Początek XXI wieku, zdaniem niektórych, będzie kiedyś opisywany w książkach historycznych jako okres w którym narodziły się media społecznościowe. Prawdą jest, że rozwój Internetu przyczynił się do ogromnego sukcesu takich globalnych projektów jak Facebook, Twitter, LinkedIn czy ich lokalnych mutacji, czego przykładem może być np. serwis Nasza Klasa. Minęło jednakże dopiero kilka lub co najwyżej kilkanaście lat istnienia tego typu serwisów, a już zaczęły pojawiać się pierwsze głosy, że tak szybko jak media społecznościowe zdobyły popularność, tak szybko odejdą w zapomnienie.

Być może pogłoski o końcu mediów społecznościowych są mocno przesadzone, ale faktem jest, że serwisy te nie cechują się już taką dynamiką jak to miało miejsce w początkach ich działalności. Swego czasu opisywaliśmy na naszych lamach kłopoty giełdowe Facebooka, a dziś dotarły wieści o problemach serwisu LinkedIn.

LinkedIn, jak wiadomo, to szczególny rodzaj serwisu społecznościowego. Jest on dedykowany do łączenia w jednym miejscu profesjonalistów z poszczególnych dziedzin. W tym sensie posiada on bardziej elitarny charakter niż „masowy” Facebook. W ślad za opublikowaniem z końcem ubiegłego tygodnia słabszych niż oczekiwano prognoz przychodów firmy, jej akcje potaniały aż o 6%. Analitycy spodziewali się przychodów na poziomie 2,1 miliarda dolarów, a firmowe prognozy mówią obecnie o kwocie 2,06-2,08 miliarda dolarów. Warto zauważyć, że oczekiwania analityków, a rzeczywistość „rozminęły się” bardzo nieznacznie, a mimo to spadek wartości akcji LinkedIn był znaczny. Może to świadczyć o dużej nerwowości inwestorów, którzy nawet tak nieznaczne oznaki słabości firmy interpretują jako zapowiedź większych kłopotów.

W tym przypadku jednak inwestorzy mogą mieć jednak rację. Pierwszy kwartał bieżącego roku LinkedIn zamknął stratą w wysokości 13,4 miliona dolarów, co w porównaniu z zyskiem w wysokości 22,6 miliona dolarów w tym samym okresie ubiegłego roku nie nastraja optymistycznie.

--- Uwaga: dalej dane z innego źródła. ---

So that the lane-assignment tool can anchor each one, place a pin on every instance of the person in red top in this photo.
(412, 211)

Co więcej, obecny kwartał jest już piątym z rzędu, kiedy prognozy przychodów firmy są weryfikowane w dół. Akcje firmy od stycznia potaniały aż o 25%, co wobec wzrostu ich wartości w 2013 roku o 89% jasno pokazuje skalę problemu. Kłopoty LinkedIn wpisują się w szerszy problem mediów społecznościowych. Ostatnio także Twitter ogłosił mniejszy niż się spodziewano wzrost liczby swoich użytkowników. W rezultacie, akcje Twittera natychmiast „zanurkowały” o 11%.

Prezes LinkedIn Jeff Weiner świadomy nadciągających kłopotów podjął działania zmierzające do nadania firmie nowego pro rozwojowego impulsu. Jak swój flagowy projekt ogłosił uruchomienie chińskojęzycznej wersji serwisu. Chiny są postrzegane jako największy, jeszcze nie do końca odkryty, rynek na którym portale społecznościowe mogą zbudować swoją przyszłość. Do tej pory angielskojęzyczna wersja LinkedIn miała w Chinach 4 miliony użytkowników, a ocenia się, że potencjalnych użytkowników jest w Chinach blisko 140 milionów. Prezes Wiener ma nadzieję, że chińska wersja LinkedIn pomoże firmie zdobyć ten rynek, co powinno z kolei zapewnić bezpieczne przetrwanie obecnych trudnych czasów.